We can make a hypothesis that members use the bike to commute every day and ride during weekends for leisure.
Casual riders use the bike mostly during the weekend, shown through average ride duration and number of rides.

**Number of rides throughout the year**

Casuals and members ride mostly in the afternoon and the evening. However, members ride in the morning as much as in the evening, unlike the casuals.

* February is the month with the least number of rides, which means compared with average duration, that those who used a bike - casual or member - were riding longer than usual.
* Numbers of rides goes up as soon as String season starts, reaches a peak in the summer and declines in October for Casuals and November for members.
* We can observe that casual riders outnumber members from July to August by number of rides. After September, casual riders tend to use less and less the bike service.


## PHASE 5: SHARE

Normally, we'd use a set of slides as a presentation of our findings and recommendations, but here we'll use this Kaggle notebook. 

We found most of the observations though data visualizations, which can be used for a slide presentation.


**Our findings**

* Day: members and casuals use bikes mostly on the afternoon. Members have also a peak of use in the morning. 
* Week: Casuals use bikes more during the weekends and with longer periods of time while members are riding consistently throughout the week.
* Month: Casuals ride the longest from March to June, while members have a steady time duration of their rides from March to September.
* Year: Both casual and member riders have more rides starting from the spring season until September/October.
* Year: Both casual and member riders use the bike longer during summer and shorter during winter. 
* Average: casuals ride 2x longer than members. They ride longer during weekends while members have a set schedule on mornings and afternoons for commuting (assumption).
* Bike type: Members have a bigger preference for classic bikes, making them have exercice while commuting (assumption).
* Bike type: Casuals prefer classic bikes as well, especially during weekends. However, the results can be biased by the availability of classic, electric and docked bikes (not the same amount of bikes available).
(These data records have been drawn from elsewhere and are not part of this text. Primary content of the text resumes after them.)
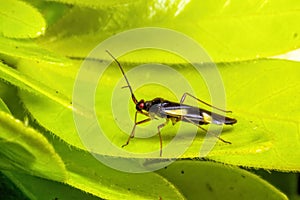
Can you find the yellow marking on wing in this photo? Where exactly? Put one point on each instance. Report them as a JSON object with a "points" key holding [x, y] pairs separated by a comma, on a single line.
{"points": [[177, 112], [206, 117]]}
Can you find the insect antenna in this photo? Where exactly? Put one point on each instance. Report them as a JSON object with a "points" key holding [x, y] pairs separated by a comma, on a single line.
{"points": [[128, 85]]}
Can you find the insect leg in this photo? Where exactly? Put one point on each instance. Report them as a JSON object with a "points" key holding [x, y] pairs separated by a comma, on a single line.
{"points": [[160, 140], [188, 94], [206, 130], [133, 129]]}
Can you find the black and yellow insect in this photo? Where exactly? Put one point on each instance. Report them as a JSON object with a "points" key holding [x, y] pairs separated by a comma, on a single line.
{"points": [[159, 107]]}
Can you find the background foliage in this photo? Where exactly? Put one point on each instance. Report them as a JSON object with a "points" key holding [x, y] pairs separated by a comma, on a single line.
{"points": [[42, 45]]}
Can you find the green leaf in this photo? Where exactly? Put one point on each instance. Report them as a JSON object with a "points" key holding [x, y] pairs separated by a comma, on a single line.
{"points": [[3, 106], [24, 149], [217, 181], [29, 50], [95, 4], [263, 137], [92, 176], [228, 31], [27, 83], [20, 20], [37, 188]]}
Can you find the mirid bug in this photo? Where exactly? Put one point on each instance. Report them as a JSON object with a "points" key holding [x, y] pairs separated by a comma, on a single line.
{"points": [[159, 107]]}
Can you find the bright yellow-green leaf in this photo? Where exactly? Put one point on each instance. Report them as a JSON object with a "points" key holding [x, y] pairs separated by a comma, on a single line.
{"points": [[95, 4], [216, 181], [227, 30], [31, 85], [3, 106], [259, 102], [20, 20], [29, 50], [26, 150]]}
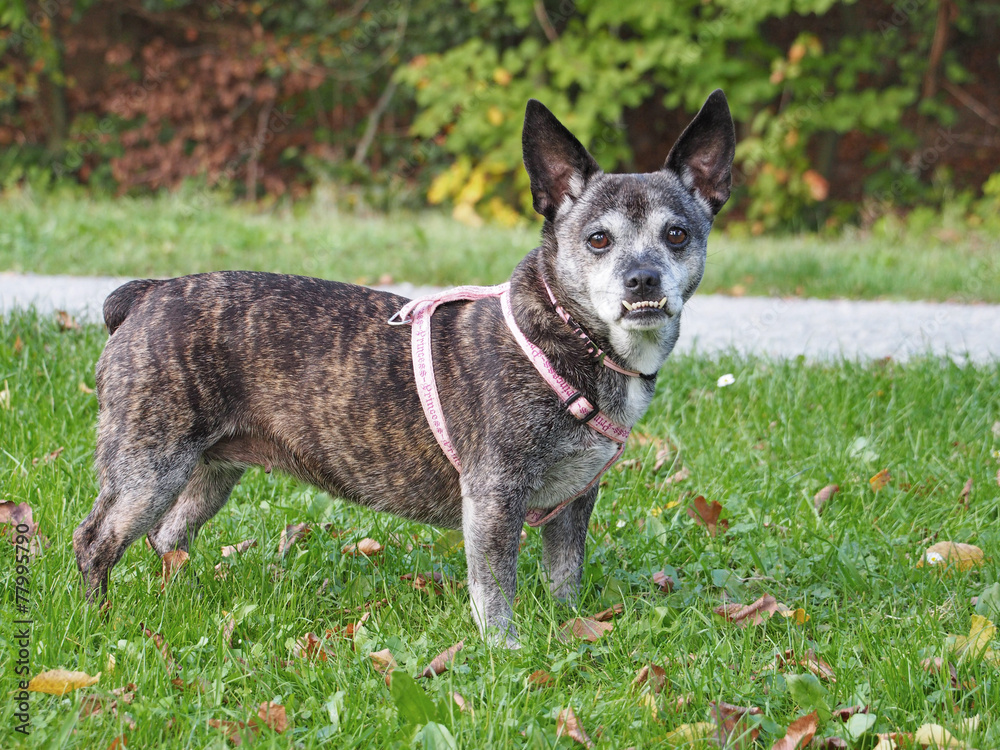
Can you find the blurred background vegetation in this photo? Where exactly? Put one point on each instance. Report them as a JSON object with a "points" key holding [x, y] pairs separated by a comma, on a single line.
{"points": [[848, 113]]}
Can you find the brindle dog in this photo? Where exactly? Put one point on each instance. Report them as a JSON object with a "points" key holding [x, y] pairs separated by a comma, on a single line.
{"points": [[206, 375]]}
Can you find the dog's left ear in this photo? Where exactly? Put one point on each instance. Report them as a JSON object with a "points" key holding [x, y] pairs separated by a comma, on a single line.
{"points": [[557, 163], [703, 155]]}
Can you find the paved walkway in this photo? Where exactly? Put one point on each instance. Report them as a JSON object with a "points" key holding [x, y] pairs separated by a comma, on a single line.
{"points": [[775, 327]]}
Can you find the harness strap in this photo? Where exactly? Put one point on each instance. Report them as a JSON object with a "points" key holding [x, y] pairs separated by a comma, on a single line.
{"points": [[418, 313]]}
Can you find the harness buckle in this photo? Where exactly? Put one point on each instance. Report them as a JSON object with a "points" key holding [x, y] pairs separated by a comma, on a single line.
{"points": [[572, 400]]}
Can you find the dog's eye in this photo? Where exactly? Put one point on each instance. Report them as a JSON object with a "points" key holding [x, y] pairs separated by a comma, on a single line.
{"points": [[598, 240], [676, 236]]}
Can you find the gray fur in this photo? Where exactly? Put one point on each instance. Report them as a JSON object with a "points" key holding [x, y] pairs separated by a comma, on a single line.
{"points": [[206, 375]]}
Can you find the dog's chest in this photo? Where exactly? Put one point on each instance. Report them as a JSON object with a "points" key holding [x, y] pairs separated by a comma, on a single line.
{"points": [[569, 475]]}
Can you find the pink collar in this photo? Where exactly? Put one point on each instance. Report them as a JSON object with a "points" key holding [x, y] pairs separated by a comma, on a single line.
{"points": [[418, 312]]}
What we can take from this information is that members have a more fixed use for bikes than casuals. Their bike use is for routine activities, like:
* Commuting.
* (Sport)


Conclusion - What tells the data:
* Members use the bikes for fixed activities, i.e. commuting.
* Bikes are used for leisure during the weekends, starting Friday.

## PHASE 6: ACT

After having my presentation for my manager and the exec team, the marketing team will act on the recommendations as takeaways of my presentation. 



**Recommendations**

* Show through a campaign how members and casuals are having the same frequency of using bikes throughout the year and start the campaign in March, when weather conditions improve and people start going out (as data shows).
* Make an ad that focus on saving as a member for longer ride duration to get casuals sign up as member riders, besides the fact that they can use bikes for commuting.
* Make special discount at the Spring season showing the possibilities of commuting during workdays and leisure during the weekend.